A police force has been censured by Ofsted for the “poor” quality of its apprenticeship delivery and for not taking prior learning into account, following an early monitoring visit.
The Chief Constable of Northumbria (referred to as Northumbria Police in the report) began training its own apprentices in May last year and had 30 apprentices who handle emergency and non-emergency calls in the police’s communications centre at the time of the inspectorate’s visit.
The watchdog found the employer provider had made ‘insufficient progress’ in two areas of its provision, which covers the level 2 customer service practitioner standard and the level 3 emergency service contact handling standard.
“The quality of programmes has, until recently, been poor and apprentices have made slow progress”, inspectors wrote, owing to not enough staff resources being put in to deliver the programmes and because leaders did not plan them effectively.
Staff do not take into account their apprentices’ “considerable” experience in customer service and call handling when planning their learning – providers must take prior learning into account for each apprentice, according to ESFA funding rules.
Instead, all apprentices complete the same programme of learning, regardless of their starting points.
The majority of their learning is delivered during an intensive block of initial training and mentoring, which inspectors say apprentices are right to value highly.
But this meant “apprentices do not have enough ongoing study time throughout their programmes to complete their learning and prepare for their end-point assessments”, the report adds.
Furthermore, it was also found no formal arrangement existed between Northumbria Police and an external provider they use to deliver English and maths training to their apprentices.
As apprentices undertake this towards the end of the programmes, the watchdog reported they cannot benefit from developing those skills for the full duration of their training.
Colin Christie, head of people services at Northumbria Police, said he was “naturally disappointed” by aspects of the Ofsted report, but “it is important to recognise it only looked at two new internally delivered courses with a small number of apprentices”.

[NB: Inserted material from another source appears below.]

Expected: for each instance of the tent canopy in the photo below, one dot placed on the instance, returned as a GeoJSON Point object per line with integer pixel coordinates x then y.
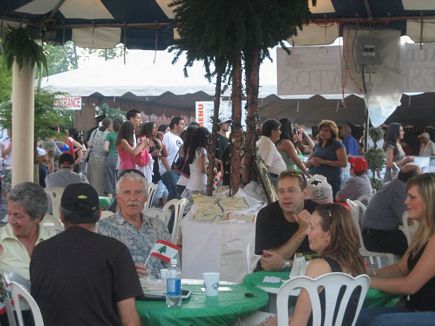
{"type": "Point", "coordinates": [148, 24]}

“The inspection does highlight we have been proactive in addressing a number of issues which we had already identified. This includes appointing additional resources to manage and coordinate the programmes.
“The report also praises the ‘well-qualified and highly experienced’ officers who deliver the courses and the ‘high level of welfare support’ provided to apprentices.”
“I want to make it clear that the findings in this report do not impact on our wider ability to recruit apprenticeships into the Force of which we are currently approaching 200. The majority of which are undertaking training for our highly-commended Police Constable Degree Apprenticeship which is co-delivered through Northumbria University.”
There are signs leaders have started to get a grip of provision: several months ago, they appointed new staff to manage the programmes and have ceased recruiting apprentices so staff can focus on supporting the existing ones, “most of whom are already overdue in completing their programmes”.
Although it had voluntarily stopped recruiting, Northumbria Police said it has now been suspended from recruiting new apprentices for these standards by the ESFA, in line with the agency’s rules.
Leaders were also complimented by inspectors for implementing a curriculum which supports apprentices to develop the knowledge, skills and behaviours they need to carry out their specialist roles.
During the training, apprentices develop communication techniques like building rapport and showing empathy to callers.
They get to respond to simulated and then live calls under supervision, which helps develop their confidence and skills to work independently.
“Programmes contribute well to meeting the organisation’s workforce development needs,” inspectors recorded.
‘Reasonable progress’ was made in safeguarding, with its effectiveness being “central to the work of Northumbria Police”.
The force provides high level of welfare to its apprentices, which is particularly important as they deal with calls they can find stressful or even traumatic, Ofsted’s report said.